Abstract

Abstract In study of intra-individual variation of serum constituents, we used analysis of variance to separate biological from analytical variation, the latter being estimated from results for duplicate specimens. However, the replication error term in such a model may grossly overestimate instrumental variability, especially when a significant pre-instrumental error component is present. To separate pre-instrumental and instrumental error, we used the following experimental design: Duplicate serum specimens were obtained from 88 healthy men, the blood being collected at one venipuncture and immediately divided into two portions. The duplicates were randomized and analyzed on one occasion with the "AutoChemist Multi-Channel Analyzer," and pre-instrumental variation was estimated from the results. Instrumental variation was estimated from results for three independent populations with widely different mean analyte concentrations; these samples were analyzed at the same time as the samples just mentioned.
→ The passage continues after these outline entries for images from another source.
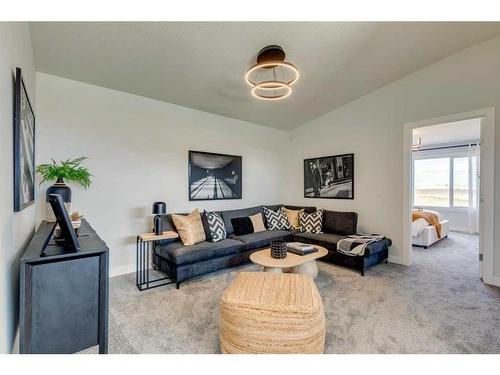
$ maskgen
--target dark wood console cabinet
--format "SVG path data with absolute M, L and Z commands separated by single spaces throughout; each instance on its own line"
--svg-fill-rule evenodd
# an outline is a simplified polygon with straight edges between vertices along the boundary
M 80 251 L 49 243 L 43 222 L 20 262 L 20 353 L 108 351 L 108 247 L 90 224 L 79 229 Z

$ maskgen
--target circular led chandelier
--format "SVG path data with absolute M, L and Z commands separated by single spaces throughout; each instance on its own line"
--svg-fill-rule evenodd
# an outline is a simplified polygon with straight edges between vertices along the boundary
M 252 95 L 262 100 L 285 99 L 292 93 L 291 86 L 299 79 L 299 71 L 285 62 L 285 51 L 276 45 L 264 47 L 257 56 L 257 63 L 245 74 L 252 86 Z

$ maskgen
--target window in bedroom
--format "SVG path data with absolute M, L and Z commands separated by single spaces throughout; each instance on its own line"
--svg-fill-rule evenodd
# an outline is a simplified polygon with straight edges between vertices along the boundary
M 469 207 L 469 158 L 453 158 L 453 207 Z
M 415 160 L 414 173 L 415 206 L 450 206 L 450 158 Z
M 477 156 L 422 157 L 413 161 L 415 207 L 474 206 L 478 185 Z

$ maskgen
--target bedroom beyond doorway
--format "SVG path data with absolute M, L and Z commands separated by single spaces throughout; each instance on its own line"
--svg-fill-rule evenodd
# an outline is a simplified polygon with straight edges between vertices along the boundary
M 413 251 L 453 246 L 467 234 L 478 254 L 480 232 L 481 118 L 415 128 L 412 131 L 411 242 Z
Of the 20 serum constituents assayed, sodium, potassium, iron, total lipids, aspartate aminotransferase, alanine aminotransferase, lactate dehydrogenase, and total bilirubin showed significant pre-instrumental error components, as evidenced from significant χ2-tests comparing analytical and "duplicate sample" variation. For total serum protein, albumin, total lipids, cholesterol, and alkaline phosphatase, we found a significant difference (by paired t-test) between values for the first and second specimen.